An effect is ‘systematic’ if it biases the result (i.e. takes it in one direction) above or below what would usually be measured. Causes of systematic error include measuring instruments that are incorrectly calibrated or used incorrectly, and a flawed experimental method. For example, using an electronic balance that has not been calibrated may result in readings that are consistently too high or too low by a specific amount. It is not always the case, however, that systematic errors are always of a consistent magnitude, depending on the cause of the error. The effects of systematic errors can be reduced by taking actions such as making sure that measuring instruments are operating correctly and checking experimental method to ensure that an incorrect procedure or technique is not being repeated.

Students are expected to distinguish between random and systematic errors, and to explain the effects on the quality of the data of these errors in their own and others’ experiments. For example, if measurements are taken with a plastic measuring tape that has been stretched over the years, students should be able to identify whether this would cause random or systematic error effects, determine in which direction this error would affect their final measurement results and then use this determination to predict whether their final results will be slightly higher or lower than what they were expecting. As a learning activity, students could design an investigation to test their predictions and to suggest further investigations that may be required to confirm their ideas or extend their understanding of the effects of errors on measurement data. For those students whose measurements did not match their expectations, they should try and speculate why, suggesting further experiments to confirm their ideas.

Uncertainty

All scientific efforts are directed towards reducing the degree of uncertainty in the world about observations, relationships and causes. All measurements are subject to uncertainty and may have many potential sources of variation, including human capacity in measurement, the nature of the instrumentation used and external factors such as air currents in the laboratory, and this uncertainly extends to all inferences and conclusions that depend on uncertain measurements.
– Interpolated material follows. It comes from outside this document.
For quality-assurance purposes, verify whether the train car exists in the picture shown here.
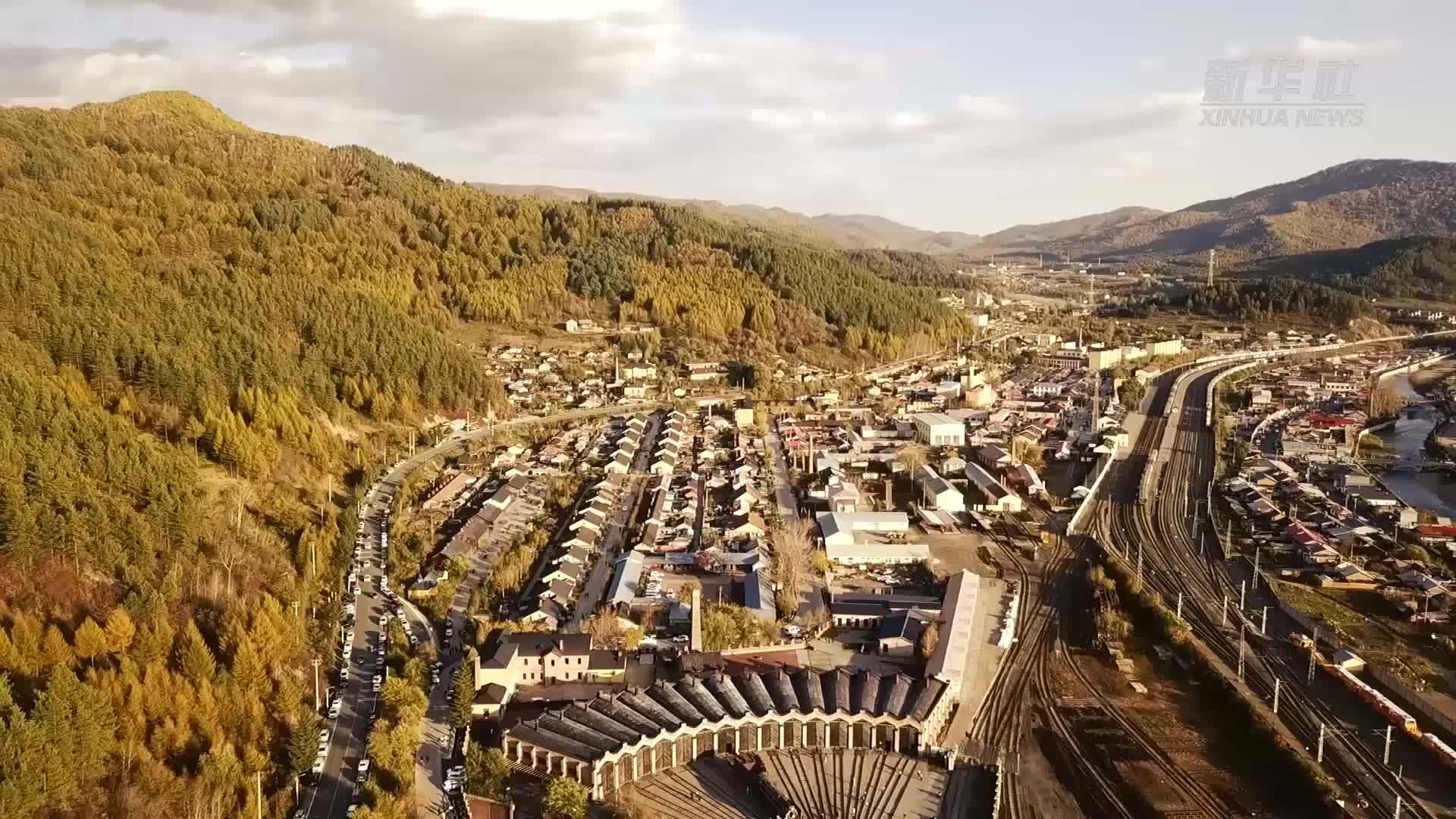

VCE Biology requires only a qualitative treatment of uncertainty (no calculations). When evaluating personally sourced or provided data, students should be able to identify contradictory (incorrect data) and incomplete data (missing data – questions without answers or variables without observations), including possible sources of bias.

Outliers

Outliers in data are data points that do not fit a pattern or trend. Outliers should not be ignored or assumed to be personal errors (mistakes). All data, including outliers, should be included in order that the analysis of data is undertaken in an ethical and systematic way. It is good scientific practice to take repeated readings so that greater confidence in the validity of data is achieved.